By Moira Warburton
WASHINGTON (Reuters) – A bill to safeguard access to contraceptives faces a U.S. Senate vote on Wednesday, part of a push by congressional Democrats to focus public attention on reproductive rights ahead of the November election but with little chance of passage.
The Right to Contraception Act, which would protect birth control access nationwide, is unlikely to meet the 60-vote threshold needed to pass in the chamber, where Democrats hold a narrow 51-49 majority.
The fight over reproductive rights is a flashpoint in U.S. politics, especially since the Supreme Court’s 2022 decision to end the constitutional right to abortion access.
Republican presidential candidate Donald Trump last month came under fire after comments that political rivals said suggested he would consider banning birth control, leading him to respond publicly that he would not support such a move.
“I would hope that protecting access to birth control would be the definition of an easy, uncontroversial decision here in the Senate, but the vote will tell all when we gavel in tomorrow,” top Senate Democrat Chuck Schumer said on Tuesday.
U.S. House of Representatives Democrats said on Tuesday they would attempt a legislative maneuver to force a vote on the same bill the Senate is taking up, though they faced slim chance of success in the Republican-controlled chamber.
“Republicans have a choice to make: they can put aside their MAGA ideology and join us (to) get this bill passed or they can triple down on their anti-freedom extremism in full view of the American people,” No. 2 House Democrat Katherine Clark said on Tuesday.
Some Senate Republicans criticized the push.
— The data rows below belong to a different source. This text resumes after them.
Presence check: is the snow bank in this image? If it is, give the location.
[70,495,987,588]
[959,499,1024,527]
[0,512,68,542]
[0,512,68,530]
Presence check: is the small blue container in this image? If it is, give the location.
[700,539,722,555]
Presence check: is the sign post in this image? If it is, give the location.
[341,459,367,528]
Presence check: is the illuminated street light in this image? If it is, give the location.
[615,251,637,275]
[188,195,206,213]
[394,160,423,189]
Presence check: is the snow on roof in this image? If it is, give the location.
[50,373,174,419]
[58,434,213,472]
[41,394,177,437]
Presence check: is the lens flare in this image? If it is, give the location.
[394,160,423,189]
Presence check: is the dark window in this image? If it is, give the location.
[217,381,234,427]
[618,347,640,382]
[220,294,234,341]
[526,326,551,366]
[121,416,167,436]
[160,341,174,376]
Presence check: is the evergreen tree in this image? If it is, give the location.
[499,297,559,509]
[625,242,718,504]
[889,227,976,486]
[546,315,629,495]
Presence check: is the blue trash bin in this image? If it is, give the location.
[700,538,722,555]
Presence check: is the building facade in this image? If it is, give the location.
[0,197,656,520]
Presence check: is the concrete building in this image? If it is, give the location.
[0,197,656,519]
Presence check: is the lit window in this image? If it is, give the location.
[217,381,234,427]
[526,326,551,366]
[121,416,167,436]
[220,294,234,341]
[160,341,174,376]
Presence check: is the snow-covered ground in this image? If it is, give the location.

“It’s an election year in which a Democratic incumbent president is running behind, so a decision has been made to raise abortion to a high profile,” said Republican Senator Bill Cassidy, referring to President Joe Biden.
“You can’t normalize a procedure where the intent is to end a life,” Cassidy said.
In a May Reuters/Ipsos survey of 3,934 U.S. residents 18 and older, 37% said Biden has a better approach to abortion compared to 27% who said the same about Trump ahead of a Nov. 5 election expected to be close.
Schumer said Democrats would also introduce a bill in coming weeks to protect in-vitro fertilization, which Senate Republicans previously voted against after an Alabama court made the fertility treatment used by millions of Americans to conceive effectively illegal in the state.